O programa de rádio “Em Órbita” faz hoje 47 anos que deu início às suas emissões. Deixou de estar literalmente em órbita há 11 anos. Parece que foi ontem. As últimas emissões foram em 2001, na RDP/Antena 2, mas antes, muito antes, nos gloriosos tempos das telefonias foi o meu programa de eleição. Umas vezes em sintonia no antigo Rádio Clube Português, de boa memória, depois na Comercial e mais tarde, na RDP. Todos os dias, na casa dos meus pais, por lá ficava a ouvir, radiante, os concertos de música clássica, com particular destaque para o período barroco, cujo autor do programa, arquitecto Jorge Gil, sempre teve como preocupação a concepção de um programa de rádio orientado pelo bom gosto estético e musical, um naipe suficientemente alargado de autores, estilos, épocas e contextos históricos. "Em Órbita” foi imperdível na minha juventude e fundamental na formação do gosto e saber ouvir com critério. Por isso, a minha agenda diária tinha uma paragem obrigatória diante do velho Telefunken para escutar o programa que, ao longo dos anos, atravessou diferentes estilos de música. Porém, aqueles que guardo com mais entusiasmo na minha memória foram os excelentes programas de música clássica e em especial, as transmissões dedicadas ao período barroco.
Lembro-me da voz colocada e dicção perfeita de Cândido Mota e mais tarde, João David Nunes, a apresentar pequenos  textos que seviam de introdução aos concertos e gravações dos mais afamados agrupamentos musicais da Europa. Foram os ensinamentos deste programa de rádio que, em parte, contribuíram para a descoberta de composições, sons, peças de autores fundamentais da história musical do séc. XX. Recordo com particular emoção a audição, pela primeira vez, da Orquestra Barroca de Amesterdão, dirigida pelo maestro e compositor Ton Koopman que, alguns anos depois, presenciei em diferentes concertos – o último dos quais, há dois anos, num memorável recital de órgão realizado na Sé Catedral do Porto e deliciar-me com as excelentes gravações de concertos dedicados a Bach e Handel.

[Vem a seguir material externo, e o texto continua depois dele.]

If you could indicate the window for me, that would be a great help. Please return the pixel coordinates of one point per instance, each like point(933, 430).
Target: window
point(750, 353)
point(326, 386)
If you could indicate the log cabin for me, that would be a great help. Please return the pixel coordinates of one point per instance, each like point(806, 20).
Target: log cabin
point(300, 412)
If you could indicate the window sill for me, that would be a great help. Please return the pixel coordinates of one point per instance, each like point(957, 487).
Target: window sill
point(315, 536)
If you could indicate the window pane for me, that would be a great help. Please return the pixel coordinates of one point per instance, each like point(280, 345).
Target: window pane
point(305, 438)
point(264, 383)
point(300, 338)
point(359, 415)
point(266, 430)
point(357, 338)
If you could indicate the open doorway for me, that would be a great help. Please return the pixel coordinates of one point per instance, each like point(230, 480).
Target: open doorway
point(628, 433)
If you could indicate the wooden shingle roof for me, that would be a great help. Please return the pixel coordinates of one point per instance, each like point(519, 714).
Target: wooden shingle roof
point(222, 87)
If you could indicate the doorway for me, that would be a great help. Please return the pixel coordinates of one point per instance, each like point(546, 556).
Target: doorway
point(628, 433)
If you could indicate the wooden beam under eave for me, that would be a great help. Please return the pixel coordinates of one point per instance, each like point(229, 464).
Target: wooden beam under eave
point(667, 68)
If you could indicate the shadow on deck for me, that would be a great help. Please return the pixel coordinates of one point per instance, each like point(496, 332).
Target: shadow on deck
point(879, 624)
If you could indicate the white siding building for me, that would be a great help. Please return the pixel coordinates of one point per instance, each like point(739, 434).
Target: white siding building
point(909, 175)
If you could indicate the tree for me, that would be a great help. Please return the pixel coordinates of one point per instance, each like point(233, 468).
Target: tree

Por essa época, anos 80, escutei mais música de autores fundamentais  para a compressão da música barroca europeia, nomeadamente, o grupo Música Antiqua, de Colónia e Jordi Savall, cujas composições reveladas pelo “Em Órbita” contribuíram decisivamente para acompanhar o extraordinário trabalho de pesquisa do compositor catalão e sua carreira artística. Foi graças a Savall que o público português conheceu centenas de obras esquecidas da Idade Média e do século XIX, escutou sons únicos provenientes dos agrupamentos Hespèrion XX, Hèsperion XXI e Lá Capella Reial de Catalunnya.
Muitos anos depois, retenho aqueles dias mágicos da rádio feitos com inteligência, saber, no tempo certo, sem palavras a mais, sem ruído de fundo. Não sei se foi o mais importante programa da rádio portuguesa. Pouco importa. Para mim foi o mais brilhante e criativo programa radiofónico que algum vez escutei. Ficou na memória. Como gostava de voltar a sintonizar o belíssimo Em Órbita no velho Telefunken.